It’s not known where the outbreak first detected in December originally arose. But within weeks, on 11 March 2020, the World Health Organization defined the coronavirus causing COVID-19 as a pandemic and declared an international health emergency. The WHO declared:
“This is not just a public health crisis. It is a crisis that will touch every sector – so every sector and every individual must be involved in the fight”
The scale of the problem has become apparent at vertiginous speed. One by one, countries have adopted exceptional measures, responding to the WHO’s unequivocal message. To the best of our ability, each and every one of us must contribute to slowing the exponential curve of contagion and infection, since, until science manages to develop an effective antidote, we are the vaccine against COVID-19.
Given this extraordinary situation, what can an organization like Ferrovial Services do as a business? Basically, we must not, at any time and under any circumstances, lose sight of the fact that our priority must be to ensure the health and well-being of our families, our colleagues and society as a whole.

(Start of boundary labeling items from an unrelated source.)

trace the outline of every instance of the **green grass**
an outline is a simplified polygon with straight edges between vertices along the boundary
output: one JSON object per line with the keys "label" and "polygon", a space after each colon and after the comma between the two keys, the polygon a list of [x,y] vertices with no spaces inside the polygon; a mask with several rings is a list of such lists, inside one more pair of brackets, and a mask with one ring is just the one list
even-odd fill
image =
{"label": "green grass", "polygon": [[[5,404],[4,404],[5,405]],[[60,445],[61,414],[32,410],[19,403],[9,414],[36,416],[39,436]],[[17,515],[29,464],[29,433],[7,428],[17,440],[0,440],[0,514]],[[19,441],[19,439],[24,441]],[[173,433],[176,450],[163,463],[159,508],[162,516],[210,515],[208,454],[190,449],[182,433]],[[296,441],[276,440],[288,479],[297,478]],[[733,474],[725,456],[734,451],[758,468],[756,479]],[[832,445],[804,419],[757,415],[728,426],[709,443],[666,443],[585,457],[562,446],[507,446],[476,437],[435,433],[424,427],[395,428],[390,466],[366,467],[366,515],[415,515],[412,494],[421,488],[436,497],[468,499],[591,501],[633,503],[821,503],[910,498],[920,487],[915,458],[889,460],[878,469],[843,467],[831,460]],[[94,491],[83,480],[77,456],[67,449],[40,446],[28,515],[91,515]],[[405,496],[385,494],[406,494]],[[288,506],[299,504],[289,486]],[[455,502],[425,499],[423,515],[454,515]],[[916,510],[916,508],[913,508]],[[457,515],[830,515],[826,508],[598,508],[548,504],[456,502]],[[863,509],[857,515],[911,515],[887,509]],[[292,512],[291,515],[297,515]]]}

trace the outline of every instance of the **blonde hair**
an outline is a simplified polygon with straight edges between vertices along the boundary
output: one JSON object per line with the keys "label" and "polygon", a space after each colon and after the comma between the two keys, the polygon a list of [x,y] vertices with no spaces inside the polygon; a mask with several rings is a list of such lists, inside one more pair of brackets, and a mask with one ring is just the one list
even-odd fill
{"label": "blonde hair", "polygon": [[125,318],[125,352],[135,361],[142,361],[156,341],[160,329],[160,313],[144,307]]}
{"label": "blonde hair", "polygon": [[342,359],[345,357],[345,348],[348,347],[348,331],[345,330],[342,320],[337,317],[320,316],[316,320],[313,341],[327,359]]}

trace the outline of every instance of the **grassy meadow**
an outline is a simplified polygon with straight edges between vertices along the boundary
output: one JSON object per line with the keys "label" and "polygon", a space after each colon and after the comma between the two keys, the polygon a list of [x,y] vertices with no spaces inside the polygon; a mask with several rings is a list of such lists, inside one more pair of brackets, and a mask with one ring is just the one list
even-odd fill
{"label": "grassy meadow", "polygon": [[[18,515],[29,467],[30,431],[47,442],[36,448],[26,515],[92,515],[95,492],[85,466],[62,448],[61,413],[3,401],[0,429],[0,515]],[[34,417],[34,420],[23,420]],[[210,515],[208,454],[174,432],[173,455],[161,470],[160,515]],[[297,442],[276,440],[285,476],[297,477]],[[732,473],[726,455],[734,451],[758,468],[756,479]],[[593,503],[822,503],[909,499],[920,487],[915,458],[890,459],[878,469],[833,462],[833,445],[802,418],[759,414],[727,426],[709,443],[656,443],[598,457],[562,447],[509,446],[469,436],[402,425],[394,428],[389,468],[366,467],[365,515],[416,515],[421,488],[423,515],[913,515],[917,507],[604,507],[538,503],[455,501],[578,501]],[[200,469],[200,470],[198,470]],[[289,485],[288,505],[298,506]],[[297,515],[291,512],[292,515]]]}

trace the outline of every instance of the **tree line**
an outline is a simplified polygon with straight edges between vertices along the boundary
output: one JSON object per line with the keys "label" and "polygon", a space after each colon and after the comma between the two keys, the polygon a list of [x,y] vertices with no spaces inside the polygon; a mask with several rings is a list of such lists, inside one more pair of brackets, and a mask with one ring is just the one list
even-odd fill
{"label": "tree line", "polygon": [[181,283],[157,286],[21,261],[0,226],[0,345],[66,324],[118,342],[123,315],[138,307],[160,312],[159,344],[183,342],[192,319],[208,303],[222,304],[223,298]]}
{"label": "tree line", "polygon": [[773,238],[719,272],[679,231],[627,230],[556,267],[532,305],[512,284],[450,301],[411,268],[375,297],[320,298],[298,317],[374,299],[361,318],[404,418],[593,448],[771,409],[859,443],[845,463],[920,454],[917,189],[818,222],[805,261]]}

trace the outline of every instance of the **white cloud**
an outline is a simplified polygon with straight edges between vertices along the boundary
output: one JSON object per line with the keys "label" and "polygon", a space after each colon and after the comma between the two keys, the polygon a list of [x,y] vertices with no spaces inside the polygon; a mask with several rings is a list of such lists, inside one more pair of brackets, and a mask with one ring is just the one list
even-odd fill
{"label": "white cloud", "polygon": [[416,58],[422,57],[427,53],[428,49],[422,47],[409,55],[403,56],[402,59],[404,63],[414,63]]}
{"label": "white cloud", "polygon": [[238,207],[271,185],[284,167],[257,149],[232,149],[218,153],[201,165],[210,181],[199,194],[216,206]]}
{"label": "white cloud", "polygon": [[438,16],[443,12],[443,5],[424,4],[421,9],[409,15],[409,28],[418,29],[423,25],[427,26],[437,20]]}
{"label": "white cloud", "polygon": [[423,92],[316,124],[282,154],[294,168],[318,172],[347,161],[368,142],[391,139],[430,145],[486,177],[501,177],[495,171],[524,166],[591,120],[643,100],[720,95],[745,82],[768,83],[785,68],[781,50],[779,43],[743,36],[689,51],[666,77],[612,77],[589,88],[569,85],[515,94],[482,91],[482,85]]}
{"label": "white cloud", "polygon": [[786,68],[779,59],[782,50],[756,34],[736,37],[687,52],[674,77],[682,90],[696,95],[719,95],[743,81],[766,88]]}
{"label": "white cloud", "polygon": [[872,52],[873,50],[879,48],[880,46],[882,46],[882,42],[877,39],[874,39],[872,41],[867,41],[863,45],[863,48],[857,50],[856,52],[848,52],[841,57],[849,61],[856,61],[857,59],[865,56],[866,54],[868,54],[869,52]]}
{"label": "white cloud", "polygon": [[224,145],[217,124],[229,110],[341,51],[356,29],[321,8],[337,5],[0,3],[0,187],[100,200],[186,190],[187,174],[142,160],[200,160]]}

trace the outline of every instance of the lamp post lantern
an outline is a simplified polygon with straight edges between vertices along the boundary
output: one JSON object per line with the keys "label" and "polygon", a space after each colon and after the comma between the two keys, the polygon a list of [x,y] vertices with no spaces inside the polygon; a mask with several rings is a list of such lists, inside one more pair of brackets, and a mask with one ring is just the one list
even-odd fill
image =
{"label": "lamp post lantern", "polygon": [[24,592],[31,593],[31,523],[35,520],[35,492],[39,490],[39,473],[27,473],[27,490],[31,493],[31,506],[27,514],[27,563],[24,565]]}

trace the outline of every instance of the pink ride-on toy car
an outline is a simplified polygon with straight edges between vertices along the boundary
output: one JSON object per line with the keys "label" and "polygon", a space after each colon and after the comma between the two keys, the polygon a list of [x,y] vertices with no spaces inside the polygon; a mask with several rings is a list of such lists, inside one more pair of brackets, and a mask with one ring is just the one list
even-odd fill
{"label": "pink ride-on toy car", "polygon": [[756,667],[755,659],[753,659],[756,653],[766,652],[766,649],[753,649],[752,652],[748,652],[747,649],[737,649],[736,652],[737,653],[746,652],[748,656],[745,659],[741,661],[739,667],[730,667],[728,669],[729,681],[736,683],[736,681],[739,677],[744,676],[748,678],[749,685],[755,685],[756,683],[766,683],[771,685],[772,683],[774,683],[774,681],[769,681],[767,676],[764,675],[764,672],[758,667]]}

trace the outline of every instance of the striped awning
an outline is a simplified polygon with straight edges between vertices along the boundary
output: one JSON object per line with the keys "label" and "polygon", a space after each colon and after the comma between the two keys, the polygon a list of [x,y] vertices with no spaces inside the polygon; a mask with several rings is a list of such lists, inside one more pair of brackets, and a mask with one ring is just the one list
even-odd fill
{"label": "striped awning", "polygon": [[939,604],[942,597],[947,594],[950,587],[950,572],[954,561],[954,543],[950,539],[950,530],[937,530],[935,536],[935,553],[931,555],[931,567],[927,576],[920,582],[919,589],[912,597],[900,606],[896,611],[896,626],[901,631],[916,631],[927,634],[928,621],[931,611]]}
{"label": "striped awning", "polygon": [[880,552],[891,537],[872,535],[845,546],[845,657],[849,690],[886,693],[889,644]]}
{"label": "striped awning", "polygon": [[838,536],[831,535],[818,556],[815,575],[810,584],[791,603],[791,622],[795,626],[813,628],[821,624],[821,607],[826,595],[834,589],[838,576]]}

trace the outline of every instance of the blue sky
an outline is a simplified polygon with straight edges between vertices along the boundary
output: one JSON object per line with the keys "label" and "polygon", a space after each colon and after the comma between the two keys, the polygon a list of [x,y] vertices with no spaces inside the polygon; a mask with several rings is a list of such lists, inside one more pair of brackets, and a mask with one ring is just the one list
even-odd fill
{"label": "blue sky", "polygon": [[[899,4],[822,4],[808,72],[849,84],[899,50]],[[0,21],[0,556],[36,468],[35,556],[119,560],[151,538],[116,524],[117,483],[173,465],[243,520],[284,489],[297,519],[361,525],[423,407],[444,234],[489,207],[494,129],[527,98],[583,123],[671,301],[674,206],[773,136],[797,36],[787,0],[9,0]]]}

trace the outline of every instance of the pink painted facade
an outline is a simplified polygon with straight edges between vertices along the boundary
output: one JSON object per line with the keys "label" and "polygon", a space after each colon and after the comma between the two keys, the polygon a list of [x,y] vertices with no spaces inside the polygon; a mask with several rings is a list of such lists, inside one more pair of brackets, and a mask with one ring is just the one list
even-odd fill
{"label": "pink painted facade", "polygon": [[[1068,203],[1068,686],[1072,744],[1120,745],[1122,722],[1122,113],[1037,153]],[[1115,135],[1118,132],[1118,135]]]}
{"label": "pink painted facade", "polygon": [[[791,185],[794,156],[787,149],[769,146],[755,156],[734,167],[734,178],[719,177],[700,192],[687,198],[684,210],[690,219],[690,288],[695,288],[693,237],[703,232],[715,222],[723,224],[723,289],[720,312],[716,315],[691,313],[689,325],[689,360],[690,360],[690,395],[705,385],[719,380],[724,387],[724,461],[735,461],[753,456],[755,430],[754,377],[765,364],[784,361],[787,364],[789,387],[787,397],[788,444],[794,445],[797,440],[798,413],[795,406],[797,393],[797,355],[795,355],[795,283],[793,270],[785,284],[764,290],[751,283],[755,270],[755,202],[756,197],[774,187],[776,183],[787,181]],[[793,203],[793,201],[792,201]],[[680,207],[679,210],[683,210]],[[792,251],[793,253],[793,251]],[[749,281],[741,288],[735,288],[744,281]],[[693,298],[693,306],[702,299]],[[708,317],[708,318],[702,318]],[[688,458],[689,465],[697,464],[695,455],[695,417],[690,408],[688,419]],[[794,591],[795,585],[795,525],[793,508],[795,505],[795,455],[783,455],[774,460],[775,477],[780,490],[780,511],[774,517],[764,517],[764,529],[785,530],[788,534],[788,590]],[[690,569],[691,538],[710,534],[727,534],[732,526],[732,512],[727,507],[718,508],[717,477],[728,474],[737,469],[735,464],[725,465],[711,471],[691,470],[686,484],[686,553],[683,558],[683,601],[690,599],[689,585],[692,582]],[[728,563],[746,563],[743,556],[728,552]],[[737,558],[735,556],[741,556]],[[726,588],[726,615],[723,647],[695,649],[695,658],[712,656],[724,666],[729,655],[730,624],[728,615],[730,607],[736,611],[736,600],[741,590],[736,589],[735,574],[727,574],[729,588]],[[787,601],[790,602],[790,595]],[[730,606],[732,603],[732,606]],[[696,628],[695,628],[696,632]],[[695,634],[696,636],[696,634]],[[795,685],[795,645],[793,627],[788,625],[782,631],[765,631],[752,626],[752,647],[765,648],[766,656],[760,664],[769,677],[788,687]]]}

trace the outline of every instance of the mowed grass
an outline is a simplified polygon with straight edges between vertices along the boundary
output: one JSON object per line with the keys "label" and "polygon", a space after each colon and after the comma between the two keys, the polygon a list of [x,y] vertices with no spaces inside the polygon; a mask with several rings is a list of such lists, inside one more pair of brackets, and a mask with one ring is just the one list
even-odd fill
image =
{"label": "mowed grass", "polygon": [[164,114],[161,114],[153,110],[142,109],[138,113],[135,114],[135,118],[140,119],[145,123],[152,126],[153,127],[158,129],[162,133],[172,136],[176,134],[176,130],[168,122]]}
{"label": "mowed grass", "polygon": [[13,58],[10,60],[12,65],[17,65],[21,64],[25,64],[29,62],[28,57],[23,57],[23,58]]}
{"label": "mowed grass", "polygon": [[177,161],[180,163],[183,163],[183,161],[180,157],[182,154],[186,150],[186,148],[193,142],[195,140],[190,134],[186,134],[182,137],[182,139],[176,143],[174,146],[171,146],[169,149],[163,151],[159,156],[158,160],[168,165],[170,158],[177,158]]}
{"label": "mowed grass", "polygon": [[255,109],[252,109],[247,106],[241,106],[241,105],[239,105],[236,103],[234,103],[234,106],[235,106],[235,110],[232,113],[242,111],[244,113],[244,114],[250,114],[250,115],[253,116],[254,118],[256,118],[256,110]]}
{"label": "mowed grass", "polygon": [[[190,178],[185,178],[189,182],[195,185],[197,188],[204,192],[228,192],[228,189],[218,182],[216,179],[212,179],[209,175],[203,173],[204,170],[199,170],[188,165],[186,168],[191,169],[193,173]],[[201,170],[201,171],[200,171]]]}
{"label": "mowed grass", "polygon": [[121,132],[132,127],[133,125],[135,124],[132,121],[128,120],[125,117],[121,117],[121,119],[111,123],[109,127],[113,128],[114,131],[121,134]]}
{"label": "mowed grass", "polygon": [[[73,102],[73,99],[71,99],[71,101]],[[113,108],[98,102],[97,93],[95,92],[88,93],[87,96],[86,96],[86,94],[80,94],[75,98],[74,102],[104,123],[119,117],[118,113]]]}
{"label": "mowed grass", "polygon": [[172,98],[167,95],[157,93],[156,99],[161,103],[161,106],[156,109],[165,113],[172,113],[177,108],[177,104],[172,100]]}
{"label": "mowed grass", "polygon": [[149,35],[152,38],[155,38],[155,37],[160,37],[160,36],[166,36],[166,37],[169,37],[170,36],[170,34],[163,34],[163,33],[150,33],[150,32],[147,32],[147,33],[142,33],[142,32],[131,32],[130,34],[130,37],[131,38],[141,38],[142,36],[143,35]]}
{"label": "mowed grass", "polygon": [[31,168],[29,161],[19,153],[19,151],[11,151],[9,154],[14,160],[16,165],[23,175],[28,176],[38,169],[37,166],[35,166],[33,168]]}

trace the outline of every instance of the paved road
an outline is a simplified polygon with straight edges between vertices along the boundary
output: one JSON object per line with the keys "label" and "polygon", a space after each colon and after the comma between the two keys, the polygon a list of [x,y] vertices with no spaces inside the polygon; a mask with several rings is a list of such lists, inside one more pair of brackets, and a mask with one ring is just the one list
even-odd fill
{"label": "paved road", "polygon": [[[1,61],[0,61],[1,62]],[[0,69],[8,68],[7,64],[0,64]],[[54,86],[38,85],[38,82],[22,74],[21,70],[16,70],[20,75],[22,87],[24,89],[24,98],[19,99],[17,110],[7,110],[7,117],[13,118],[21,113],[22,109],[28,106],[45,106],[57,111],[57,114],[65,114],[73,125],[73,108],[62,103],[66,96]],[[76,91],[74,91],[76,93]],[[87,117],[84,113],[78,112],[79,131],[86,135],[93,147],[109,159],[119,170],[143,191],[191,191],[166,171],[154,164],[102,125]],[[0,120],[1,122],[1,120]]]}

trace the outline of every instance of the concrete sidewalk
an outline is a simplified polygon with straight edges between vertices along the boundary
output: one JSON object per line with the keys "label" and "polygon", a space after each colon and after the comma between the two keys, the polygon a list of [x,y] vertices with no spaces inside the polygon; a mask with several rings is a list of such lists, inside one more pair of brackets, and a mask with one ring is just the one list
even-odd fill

Despite some initial teething troubles with telework, we very quickly achieved the goal of working remotely in the vast majority of cases where professional functions allow. The number of videoconferences and video/audio meetings has multiplied and we have already adopted new ways of working and flexible approaches within the ongoing digital transformation process.
At the same time, our daily goal is to ensure continuity of the service we deliver to clients, in the knowledge that what we do in Ferrovial Services is vital to our society, as we have seen first-hand in the last few weeks in particular.
From street cleaning, waste collection and treatment and road maintenance through energy services and air traffic control to a variety of facility management solutions that ensure living standards for over 25 million people in Spain alone, effective delivery of these services is vital to enable our public services to run smoothly.
If these activities are essential in normal circumstances, they are absolutely vital now, particularly in the healthcare sector. A significant example in this context is Smart Hospital Cantabria, from where we manage all non-healthcare services at the Marqués de Valdecilla University Hospital in Santander, as well as each of our contracts with 13 of Spain’s autonomous regions. More than 8,000 of our professionals are performing crucial front-line work to contain the pandemic, which is vital to avoid a collapse of our healthcare system.
In most of these contracts we have added shifts in order to address the enormous demand not only for ambulance services, medical emergency response and home telecare, but also for cleaning, disinfection and maintenance of hospitals and health centers, totaling more than 40,000 beds, as well as in health emergency call centers that field tens of thousands of calls every day, not to mention managing healthcare and pharmaceutical waste through a network of transfer centers.
At the same time, we have been responding to other urgent needs, such as our work with the Madrid Regional Government to set up a field hospital in the pavilions of IFEMA, Madrid’s trade fair, in cooperation with the Regional Government Ministry of Health and the Military Emergencies Unit.
I am very proud to belong to this great team of professionals that demonstrates, on a daily basis, its commitment to society as a whole, and I am grateful for their extraordinary efforts, both individually and collectively. I am fully convinced that we will overcome this challenge together and that, as an organization, we will emerge stronger from this unprecedented global crisis.